When, by reason of the defendant's conduct [i.e., the slight act], the situation is "without any equivocality,” and it appears the design will be carried out if not interrupted, the defendant’s conduct satisfies the test for an overt act. Here, the record supported ... that he had commenced the commission of the crime by doing all that he needed to do to accomplish the murders.

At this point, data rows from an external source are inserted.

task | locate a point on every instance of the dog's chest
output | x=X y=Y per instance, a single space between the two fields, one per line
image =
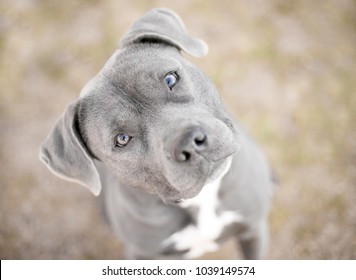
x=200 y=238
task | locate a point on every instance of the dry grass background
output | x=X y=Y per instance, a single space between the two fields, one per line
x=287 y=69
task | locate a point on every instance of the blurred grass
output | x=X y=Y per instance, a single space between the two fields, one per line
x=286 y=69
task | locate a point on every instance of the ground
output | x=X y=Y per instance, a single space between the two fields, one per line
x=285 y=69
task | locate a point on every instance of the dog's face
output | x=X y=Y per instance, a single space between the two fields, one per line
x=150 y=116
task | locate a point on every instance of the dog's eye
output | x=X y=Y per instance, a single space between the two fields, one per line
x=122 y=140
x=171 y=79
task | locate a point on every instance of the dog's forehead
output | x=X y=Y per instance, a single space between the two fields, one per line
x=139 y=64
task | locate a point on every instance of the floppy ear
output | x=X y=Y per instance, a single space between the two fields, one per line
x=66 y=155
x=163 y=25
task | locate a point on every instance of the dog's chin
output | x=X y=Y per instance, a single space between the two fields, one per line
x=216 y=172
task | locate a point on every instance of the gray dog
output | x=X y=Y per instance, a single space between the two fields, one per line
x=176 y=175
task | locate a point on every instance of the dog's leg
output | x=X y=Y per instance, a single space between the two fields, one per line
x=255 y=241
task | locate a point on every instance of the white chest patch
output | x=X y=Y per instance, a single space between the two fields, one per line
x=200 y=238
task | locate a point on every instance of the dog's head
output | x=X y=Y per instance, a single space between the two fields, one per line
x=150 y=116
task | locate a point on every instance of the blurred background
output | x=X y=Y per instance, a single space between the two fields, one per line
x=285 y=69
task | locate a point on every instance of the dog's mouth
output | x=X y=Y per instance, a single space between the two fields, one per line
x=217 y=169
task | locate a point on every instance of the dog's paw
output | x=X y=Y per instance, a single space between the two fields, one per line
x=191 y=241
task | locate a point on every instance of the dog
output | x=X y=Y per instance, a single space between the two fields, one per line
x=149 y=132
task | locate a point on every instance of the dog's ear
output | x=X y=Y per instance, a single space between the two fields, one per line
x=163 y=25
x=66 y=155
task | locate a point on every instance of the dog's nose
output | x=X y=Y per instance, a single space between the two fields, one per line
x=191 y=143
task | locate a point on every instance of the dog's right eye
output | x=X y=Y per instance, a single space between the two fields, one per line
x=171 y=79
x=122 y=140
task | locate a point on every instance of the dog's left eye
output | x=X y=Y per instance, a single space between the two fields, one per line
x=171 y=79
x=122 y=140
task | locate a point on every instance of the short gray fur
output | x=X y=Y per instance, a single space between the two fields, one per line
x=181 y=140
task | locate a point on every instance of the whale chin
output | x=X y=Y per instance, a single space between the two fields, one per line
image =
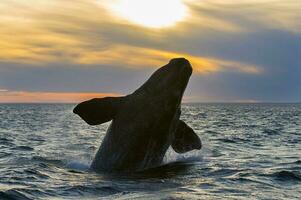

Id. at 1025-26 (emphasis added); see also Buffington, 815 F.2d at 1303 (requiring, in the Ninth Circuit, a "step toward commission of the crime ... of such substantiality that, unless frustrated, the crime would have occurred”). We cannot say that these acts were "slight” but not “substantial,” nor that there would have been any other result at common law.